For myself, I'd recommend that everyone interested in staying on the legal side of copyright law prepend the license text of whatever they're compiling to the generated output, as well as the license text for musl and, if applicable, the license text for the regular expression library it uses and libm it uses. As stated, dlmalloc is under the public domain, so at least we're free of that. Yes, this could be a lot of extra text, but every major web server and browser uses gzip, and license text compresses extremely well, particularly if it's the same license for several components.

It would be nice if a discussion of these issues was somewhere on the emscripten web page or documentation.

@GregorR
Copy link

GregorR commented Jan 4, 2019

(And, for what it's worth, it would be nice if emcc had an option to prepend some text after all processing, so it wouldn't get stripped. Obviously cat can do this just fine, but it can be awkward to do this in Makefiles due to emcc's proclivity to burn in filenames for including .mem/.wasm files, and thus the necessity to generate files with their final name rather than some intermediate name.)

@kripken
Copy link
Member

kripken commented Jan 7, 2019

@GregorR sounds good to me to add this to the docs, and to add an emcc option to prepend some text at the very end. If someone's interested to do it and needs help with either, let me know.

@stale
Copy link

stale bot commented Jan 7, 2020

This issue has been automatically marked as stale because there has been no activity in the past year. It will be closed automatically if no further activity occurs in the next 7 days. Feel free to re-open at any time if this issue is still relevant.

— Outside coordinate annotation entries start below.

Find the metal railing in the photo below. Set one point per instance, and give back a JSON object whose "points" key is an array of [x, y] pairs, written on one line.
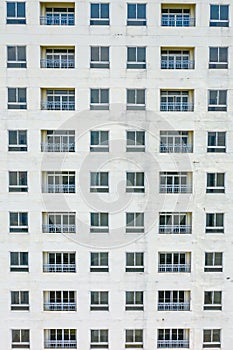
{"points": [[58, 19], [61, 188], [58, 228], [173, 344], [174, 268], [57, 147], [176, 106], [176, 188], [59, 268], [177, 64], [60, 344], [173, 229], [178, 306], [60, 306], [57, 63], [177, 21], [58, 105], [176, 148]]}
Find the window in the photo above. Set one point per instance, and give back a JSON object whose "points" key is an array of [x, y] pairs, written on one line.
{"points": [[177, 17], [176, 101], [99, 223], [99, 301], [133, 338], [16, 12], [17, 140], [173, 300], [99, 339], [58, 141], [99, 262], [173, 338], [16, 57], [17, 98], [135, 141], [99, 57], [134, 262], [59, 301], [217, 101], [136, 99], [60, 338], [216, 142], [218, 57], [19, 300], [175, 223], [215, 183], [58, 100], [134, 301], [18, 222], [219, 16], [59, 223], [136, 57], [99, 182], [20, 338], [99, 141], [60, 16], [58, 58], [18, 181], [59, 262], [175, 182], [100, 14], [135, 182], [213, 300], [211, 338], [99, 99], [136, 14], [19, 262], [58, 182], [214, 223], [174, 262], [213, 262], [134, 222], [176, 141]]}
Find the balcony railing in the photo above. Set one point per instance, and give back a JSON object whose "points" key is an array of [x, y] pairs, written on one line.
{"points": [[174, 268], [57, 106], [58, 228], [60, 344], [61, 188], [177, 64], [179, 306], [176, 148], [59, 268], [176, 106], [57, 147], [60, 306], [58, 19], [57, 63], [174, 229], [175, 188], [177, 21], [173, 344]]}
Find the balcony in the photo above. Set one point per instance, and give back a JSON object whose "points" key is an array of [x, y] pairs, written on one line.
{"points": [[175, 188], [60, 344], [60, 306], [174, 267], [178, 306], [173, 344], [58, 228], [59, 268], [175, 229], [176, 107]]}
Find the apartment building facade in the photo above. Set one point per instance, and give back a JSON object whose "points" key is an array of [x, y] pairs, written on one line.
{"points": [[116, 174]]}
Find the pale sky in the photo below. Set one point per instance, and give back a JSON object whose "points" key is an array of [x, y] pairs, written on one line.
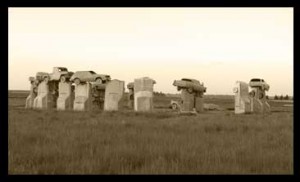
{"points": [[217, 46]]}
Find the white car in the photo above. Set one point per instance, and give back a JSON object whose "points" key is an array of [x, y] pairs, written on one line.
{"points": [[60, 73], [190, 84], [89, 76], [257, 82]]}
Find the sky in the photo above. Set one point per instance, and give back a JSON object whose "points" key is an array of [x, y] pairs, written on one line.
{"points": [[217, 46]]}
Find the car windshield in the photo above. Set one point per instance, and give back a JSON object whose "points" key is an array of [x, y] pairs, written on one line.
{"points": [[255, 80], [92, 72], [62, 69], [185, 79]]}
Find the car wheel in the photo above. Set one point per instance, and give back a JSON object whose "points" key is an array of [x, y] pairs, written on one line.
{"points": [[46, 79], [98, 80], [63, 79], [77, 81], [174, 106]]}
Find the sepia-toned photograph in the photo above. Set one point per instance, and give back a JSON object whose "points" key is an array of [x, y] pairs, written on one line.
{"points": [[150, 90]]}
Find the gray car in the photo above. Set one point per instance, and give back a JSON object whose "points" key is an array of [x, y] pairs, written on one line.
{"points": [[89, 76]]}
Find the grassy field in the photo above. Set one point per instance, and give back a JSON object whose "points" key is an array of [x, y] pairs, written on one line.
{"points": [[161, 142]]}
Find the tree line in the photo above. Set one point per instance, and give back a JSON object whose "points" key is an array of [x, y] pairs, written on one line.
{"points": [[281, 97]]}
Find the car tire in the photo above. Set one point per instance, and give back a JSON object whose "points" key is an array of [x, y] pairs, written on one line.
{"points": [[98, 80], [76, 81], [174, 107], [46, 79], [63, 79]]}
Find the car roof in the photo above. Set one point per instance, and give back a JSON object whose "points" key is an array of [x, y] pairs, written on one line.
{"points": [[189, 79]]}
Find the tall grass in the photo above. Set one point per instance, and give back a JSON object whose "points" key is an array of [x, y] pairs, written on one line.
{"points": [[52, 142]]}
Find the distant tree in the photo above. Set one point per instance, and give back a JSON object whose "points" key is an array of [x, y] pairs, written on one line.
{"points": [[281, 97], [286, 97]]}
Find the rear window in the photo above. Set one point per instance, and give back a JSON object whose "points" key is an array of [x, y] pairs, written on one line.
{"points": [[255, 80], [62, 69], [92, 72], [185, 79]]}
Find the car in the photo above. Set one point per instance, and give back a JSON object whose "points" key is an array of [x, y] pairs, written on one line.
{"points": [[42, 76], [175, 104], [190, 84], [257, 82], [60, 73], [89, 76]]}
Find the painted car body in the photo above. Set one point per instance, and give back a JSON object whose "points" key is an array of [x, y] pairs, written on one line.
{"points": [[89, 76], [58, 72], [191, 84], [257, 82]]}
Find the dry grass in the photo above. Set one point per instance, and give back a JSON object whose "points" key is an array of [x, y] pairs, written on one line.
{"points": [[162, 142]]}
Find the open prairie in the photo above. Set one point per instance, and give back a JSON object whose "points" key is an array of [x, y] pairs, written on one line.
{"points": [[161, 142]]}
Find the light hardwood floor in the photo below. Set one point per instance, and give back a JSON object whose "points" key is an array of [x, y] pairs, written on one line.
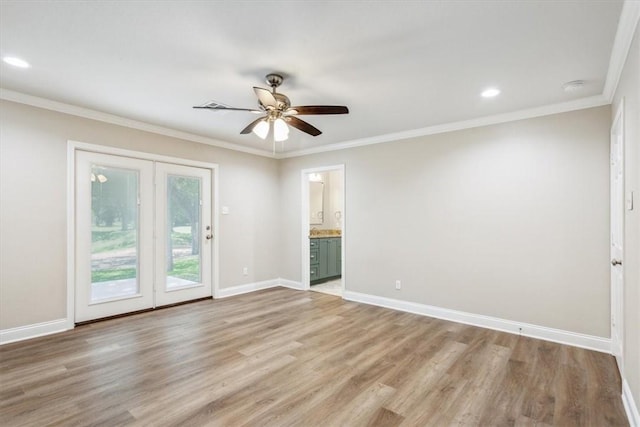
{"points": [[281, 357]]}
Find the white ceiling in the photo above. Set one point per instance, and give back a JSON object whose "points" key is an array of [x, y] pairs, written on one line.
{"points": [[397, 65]]}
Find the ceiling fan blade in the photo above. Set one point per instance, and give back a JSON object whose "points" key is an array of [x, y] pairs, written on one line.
{"points": [[216, 106], [266, 98], [319, 109], [251, 125], [302, 125]]}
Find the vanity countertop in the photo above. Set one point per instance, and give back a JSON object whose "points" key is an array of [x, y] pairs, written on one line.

@stale stale bot added the wontfix label Jan 7, 2020
@GregorR
Copy link

GregorR commented Jan 7, 2020

I'm reminded by stalebot of this issue. I still use emscripten fairly frequently, and still resort to manually concatenating license text afterwards. Indeed, mere days ago I pushed to github a repo containing this nonsense:

	cat license.js $@ > $@.tmp
	mv $@.tmp $@

I'm woefully unfamiliar with the emscripten ecosystem, so I haven't even a clue where to start. Really all I want is --unprocessed-pre-js (I don't think it's reasonable to imagine emscripten actually divining what license text belongs, merely giving you the opportunity to put it there), but I don't know what file includes the main function, where any of that is handled, or even what language it's written in :). I'd be happy to take a look and pull request something if I knew where to start.

@stale stale bot removed the wontfix label Jan 7, 2020
@kripken
Copy link
Member

kripken commented Jan 7, 2020

I think the relevant info should all be in the LICENSE file. I'm not a lawyer so I'm not sure if you're legally required to include that file, but in practice I believe most users don't, and I think that's understandable as they focus on code size, and our policy has always been to let as many people use the code in the most permissive way. But yeah, adding an option to automatically include that file seems reasonable, a PR would be welcome.

@GregorR
Copy link

GregorR commented Jan 7, 2020

Re PR: I'd be happy to do so, I just don't even know where to start with this codebase :)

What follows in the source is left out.